I can strongly recommend this piece from Robert Bartley in the Wall Street Journal today. It's a clear-eyed look at the issues involved.

There are a couple of misconceptions in it, though. He mentions an "acquisition" of Imclone by Bristol-Meyers Squibb, but their deal was always about clinical candidates, not acquisition. BMS did make a large equity investment in Imclone (well, at the time it was large,) but not enough to have control of the company. That was left in the strong, capable hands of the Waksals.

Bartley also proposes that some drugs be allowed onto the market after Phase II trials are complete, but before the larger (and longer) Phase IIIs. It's easy to see why proposals like this come up, since that's one of the few places in the whole drug business where you can push costs down.

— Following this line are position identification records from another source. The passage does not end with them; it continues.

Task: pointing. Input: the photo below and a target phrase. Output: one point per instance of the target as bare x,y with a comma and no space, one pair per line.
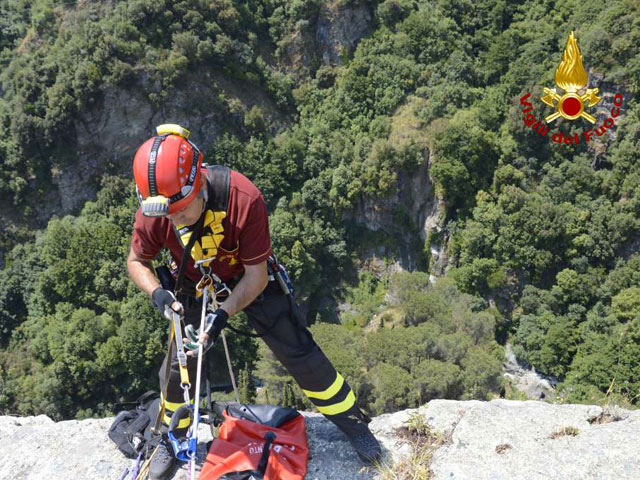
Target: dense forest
542,238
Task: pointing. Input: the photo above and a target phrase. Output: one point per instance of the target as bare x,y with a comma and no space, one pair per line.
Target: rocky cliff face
108,134
497,440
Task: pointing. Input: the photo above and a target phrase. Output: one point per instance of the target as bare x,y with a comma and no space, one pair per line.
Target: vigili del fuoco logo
573,104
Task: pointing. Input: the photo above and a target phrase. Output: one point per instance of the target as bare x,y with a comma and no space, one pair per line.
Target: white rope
233,378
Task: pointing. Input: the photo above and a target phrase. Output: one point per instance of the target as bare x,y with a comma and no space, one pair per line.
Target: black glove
161,299
214,323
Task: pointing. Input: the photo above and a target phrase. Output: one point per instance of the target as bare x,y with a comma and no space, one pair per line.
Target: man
176,195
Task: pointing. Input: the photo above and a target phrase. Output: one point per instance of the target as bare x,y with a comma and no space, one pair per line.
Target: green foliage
447,355
547,234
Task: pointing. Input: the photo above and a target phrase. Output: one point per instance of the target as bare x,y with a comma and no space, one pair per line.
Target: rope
144,471
233,378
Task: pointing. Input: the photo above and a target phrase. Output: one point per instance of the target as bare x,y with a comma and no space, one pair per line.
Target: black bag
131,429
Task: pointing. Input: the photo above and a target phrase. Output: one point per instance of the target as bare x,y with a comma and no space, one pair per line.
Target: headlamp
157,206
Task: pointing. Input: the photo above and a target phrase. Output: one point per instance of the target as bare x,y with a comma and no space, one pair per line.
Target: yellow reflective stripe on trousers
329,392
184,423
341,407
173,406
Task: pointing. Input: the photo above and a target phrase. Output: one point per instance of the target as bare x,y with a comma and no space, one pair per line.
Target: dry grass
423,442
565,431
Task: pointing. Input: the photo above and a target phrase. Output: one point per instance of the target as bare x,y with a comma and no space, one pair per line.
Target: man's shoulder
243,186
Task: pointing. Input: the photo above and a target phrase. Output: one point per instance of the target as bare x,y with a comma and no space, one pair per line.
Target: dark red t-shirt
246,233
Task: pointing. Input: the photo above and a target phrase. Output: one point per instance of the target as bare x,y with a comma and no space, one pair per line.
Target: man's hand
163,299
214,323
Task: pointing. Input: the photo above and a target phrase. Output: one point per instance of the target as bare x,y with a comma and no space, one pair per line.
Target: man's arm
252,283
141,272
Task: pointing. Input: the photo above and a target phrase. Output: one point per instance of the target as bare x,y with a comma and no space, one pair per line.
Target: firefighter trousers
277,316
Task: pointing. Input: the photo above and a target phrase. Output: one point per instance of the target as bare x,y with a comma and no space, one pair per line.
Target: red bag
237,452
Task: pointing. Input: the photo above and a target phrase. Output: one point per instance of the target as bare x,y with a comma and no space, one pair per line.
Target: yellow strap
329,392
209,241
341,407
184,423
173,406
184,375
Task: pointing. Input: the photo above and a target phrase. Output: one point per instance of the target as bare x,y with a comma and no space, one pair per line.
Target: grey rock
509,440
497,440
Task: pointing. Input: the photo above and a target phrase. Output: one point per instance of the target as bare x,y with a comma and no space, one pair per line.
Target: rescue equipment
205,248
166,169
258,442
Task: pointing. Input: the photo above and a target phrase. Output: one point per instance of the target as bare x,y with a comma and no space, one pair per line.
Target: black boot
354,425
163,461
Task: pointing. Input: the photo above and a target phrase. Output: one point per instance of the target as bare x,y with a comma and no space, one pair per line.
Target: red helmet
167,171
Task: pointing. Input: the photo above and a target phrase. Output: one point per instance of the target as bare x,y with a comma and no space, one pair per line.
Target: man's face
189,214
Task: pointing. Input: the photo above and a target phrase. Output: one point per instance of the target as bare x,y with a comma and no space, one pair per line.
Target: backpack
131,429
258,442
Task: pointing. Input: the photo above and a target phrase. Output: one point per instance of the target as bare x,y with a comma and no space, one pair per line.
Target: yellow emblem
571,77
205,249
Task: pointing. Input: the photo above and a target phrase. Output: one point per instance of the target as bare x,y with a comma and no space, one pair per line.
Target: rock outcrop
497,440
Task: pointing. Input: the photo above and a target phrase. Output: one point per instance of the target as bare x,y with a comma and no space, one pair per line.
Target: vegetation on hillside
542,237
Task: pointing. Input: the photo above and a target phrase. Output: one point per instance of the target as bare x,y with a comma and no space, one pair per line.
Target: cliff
477,441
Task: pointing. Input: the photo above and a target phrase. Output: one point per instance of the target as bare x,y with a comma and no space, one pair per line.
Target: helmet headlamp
157,204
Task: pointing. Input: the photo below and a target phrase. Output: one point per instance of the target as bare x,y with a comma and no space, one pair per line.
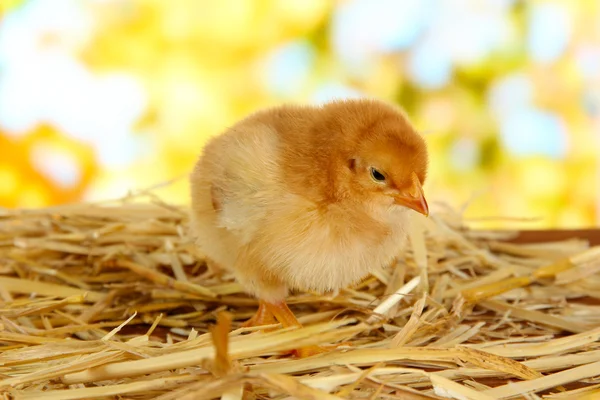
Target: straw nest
113,301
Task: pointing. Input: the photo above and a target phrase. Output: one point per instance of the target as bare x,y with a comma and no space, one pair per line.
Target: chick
310,198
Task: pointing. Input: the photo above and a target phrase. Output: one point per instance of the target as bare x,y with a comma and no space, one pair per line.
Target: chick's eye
377,176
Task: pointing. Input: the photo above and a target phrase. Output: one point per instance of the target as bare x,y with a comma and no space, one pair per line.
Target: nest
114,301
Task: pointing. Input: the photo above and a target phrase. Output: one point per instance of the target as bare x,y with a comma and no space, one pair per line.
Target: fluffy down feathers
292,197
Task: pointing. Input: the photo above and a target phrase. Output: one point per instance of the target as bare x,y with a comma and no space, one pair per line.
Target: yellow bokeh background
201,65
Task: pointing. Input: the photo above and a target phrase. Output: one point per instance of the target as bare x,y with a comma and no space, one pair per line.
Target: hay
114,301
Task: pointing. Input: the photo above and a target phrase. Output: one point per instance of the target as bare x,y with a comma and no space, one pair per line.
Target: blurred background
101,97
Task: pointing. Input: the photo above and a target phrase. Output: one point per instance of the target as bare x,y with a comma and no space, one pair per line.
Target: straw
113,301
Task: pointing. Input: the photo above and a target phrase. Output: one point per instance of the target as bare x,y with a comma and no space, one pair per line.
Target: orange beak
414,198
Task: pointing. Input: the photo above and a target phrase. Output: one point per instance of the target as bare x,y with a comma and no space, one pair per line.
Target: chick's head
385,158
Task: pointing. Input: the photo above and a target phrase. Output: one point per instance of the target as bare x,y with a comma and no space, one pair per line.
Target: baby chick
307,198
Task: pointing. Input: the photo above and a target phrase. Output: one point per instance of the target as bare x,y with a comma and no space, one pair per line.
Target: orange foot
262,317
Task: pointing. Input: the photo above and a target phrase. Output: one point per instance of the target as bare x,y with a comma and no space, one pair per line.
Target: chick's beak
414,197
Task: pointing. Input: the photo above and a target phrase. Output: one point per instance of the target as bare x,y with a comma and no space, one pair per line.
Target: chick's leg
286,317
263,316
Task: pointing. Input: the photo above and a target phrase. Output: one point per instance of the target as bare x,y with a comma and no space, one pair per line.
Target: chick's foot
262,317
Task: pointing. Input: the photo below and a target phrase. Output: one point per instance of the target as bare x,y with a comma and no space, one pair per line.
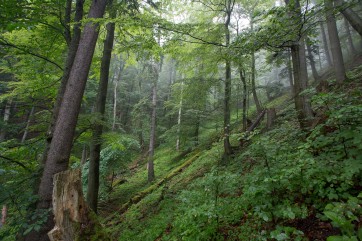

Bartley states that Phase I and II trials "establish safety and offer some evidence of efficacy" as opposed to Phase IIIs. Unfortunately, it's often the other way around. Getting through Phase I does indeed show that there aren't any immediate toxicological issues. And Phase II trials, if well-run, can be enough to establish efficacy. Phase IIIs, though, can be just as much about safety as they are about efficacy. As you expand the patient population and the length of the study, problems that never even broke the surface during the earlier trials can surface.

So, I'm afraid that putting drugs on the market after Phase II would require some sort of tort reform. The sorts of unpleasant surprises that show up in Phase III would be now be showing up in your patient population. And then the liability lawyers would swoop down with eager squawks, pick us clean, and leave our bones bleaching in the sun.